Metin Tekin: "Hatır Şikesi Yaptım"
Beşiktaş'ta 15 sene forma giyen yıldız futbolcu Metin Tekin artık NTV Spor'da spor yorumculuğuyla oyuna katkı sunuyor. 'Sarı Fırtına' lakabıyla çapkınlıklarıyla da adı anılan Tekin, oğulları Tarık ve Rüzgar'la ilişkisinden Türk futboluna, her şeyi Posta Gazetesi magazin eki Karnaval'a anlattı. Metin Tekin, hatır şikesi yaptığını da söyledi.
Nasıl bir çocuktunuz?
Standartların biraz dışında. Sarışın, çok iyi top oynayan bir çocuktum. Farklıydım.
Babanız çok istemiş futbolcu olmanızı...
Evet. Tarık Bey yani rahmetli babam avukattı ama benim futbolcu olmamı çok isterdi. Kendi isteyerek avukat olmamış, bana da hep ‘futbolcu ol, avukat olma’ derdi.
Başka bir meslek var mıydı aklınızda?
Hayır! Ben de hep futbolcu olmak istiyordum ama üniversitede de okudum.‘Ne yapacaksın okuma, futbol oyna’ diyenlere karşı gelerek.
İkisini beraber yürütmek zor olmadı mı?
Kolay olmadı ve komik şeyler de oldu. Marmara Üniversitesi Ekonomi Bölümü’ndeydim. İktisat hocam sınav tarihi belirledi bir gün, ‘Kampım var o tarihte hocam’ dedim. ‘İzci kampında mısın evladım?’ dedi. Milli takım maçı vardı!
İlk heyecanınızı hatırlıyor musunuz?
Nasıl unuturum! Beşiktaş’ta oynarken ilk golümü Adana Demirspor’a atmıştım! 18 yaşındaydım. Futbol oynamanın bütün heyecanı gol atmaktır ya; o anı hiç unutmadım!
O tek gol yetti mi kendinizi ispat etmenize?
Yeter mi? Gole gelene kadar takım içindeki durumunuz, oyun ve rekabet. Ama karşı takımla rekabetine gelene kadar kadar kendi takımının içinde forma kapma, öne geçme, kendini gösterme hırsı olur.
Sizin rakibiniz kimdi Beşiktaş içinde?
Ali Kemal Abi. 18 yaşında ben 11 numaralı formayı kaptım ve 15 sene Beşiktaş’ta forvet oynadım. 33 yaşına kadar. Bu herkese nasip olacak bir şey değildi.
Nasıl bir histi?
Çok gurur verici ve aşırı değerli. Hayattaki en değerli şeyim bu 15 yıl galiba.
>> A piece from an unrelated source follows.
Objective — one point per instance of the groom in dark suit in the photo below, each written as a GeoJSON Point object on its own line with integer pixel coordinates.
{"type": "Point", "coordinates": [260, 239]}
Bir şanssızlık da yaşadınız...
Evet. 87-88 sezonunda Sakarya maçında darbeyi Turhan Sofuoğlu’ndan aldım. Tabii maç bu, onun da suçu yok. Fakat beyin kanaması geçirdim. ‘Öldü, sahalara geri dönemez’ dediler. Sonra İngiltere’de önemli bir profesöre gittik, tedavimi o yürüttü ve iyileştim.
Çok korktunuz mu o süreçte?
Tabii korktum. Önce hayatla ilgili korkularım oldu, ‘Ölecek miyim’ diye. Sonra ‘İyileştim ama futbol oynayabilecek miyim’ korkuları başladı.
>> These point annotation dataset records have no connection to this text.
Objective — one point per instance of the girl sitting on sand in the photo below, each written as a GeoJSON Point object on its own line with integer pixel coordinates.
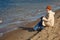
{"type": "Point", "coordinates": [49, 21]}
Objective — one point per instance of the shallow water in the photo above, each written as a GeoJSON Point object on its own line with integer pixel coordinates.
{"type": "Point", "coordinates": [16, 13]}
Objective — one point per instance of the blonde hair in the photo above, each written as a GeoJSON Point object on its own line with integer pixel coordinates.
{"type": "Point", "coordinates": [49, 7]}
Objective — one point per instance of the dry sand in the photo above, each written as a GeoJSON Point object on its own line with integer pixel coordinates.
{"type": "Point", "coordinates": [48, 33]}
Bu mücadele sonrası hırs artışı oldu mu?
Beyin kanamasından sonra üst üste şampiyonlukların gelmesi çok acayipti! En iyi performansları ondan sonra gösterdim zaten. Çok hırslandım, kendimi daha fazla kanıtlamak istedim.
‘Sarı Fırtına’ lakabınız hiç unutulmuyor!
Sarışın olduğum için öyle derlerdi bana. Yazın saçlarım daha da sararırdı, sezon başladığında sapsarı olurdu. Hızlı futbol oynadığım için de verilmiş bir lakap! Tabii kızların da katkısı var!
'Hatır şikesi yaptım'
Hiç hatır şikesi yaptınız mı?
Olmadı diyemem. Şike değil de, birkaç kez hatır için karşıda takımdaki arkadaşımı kıramadığım, sahada vites düşürdüğüm, hız kestiğim oldu tabii!
Nasıl yani?
E karşı takımda arkadaşlarınız var; sahada yanınızdan geçerken ‘biraz yavaş olsana zaten şampiyon oldunuz’ derlerdi. Ben de dayanamayıp konsantrasyonu düşürecek şeyler yaptım.
Bunlar mı dönüyor sahada?
Bak hatır şikesi başkadır. Sana gelir derler ki; ‘Karşı takım küme düşmesin, ne olur gol atmayın!’. Bana böyle bir teklifle gelen olmadı. Sadece hatır için oynayışımı yumuşattım diyelim...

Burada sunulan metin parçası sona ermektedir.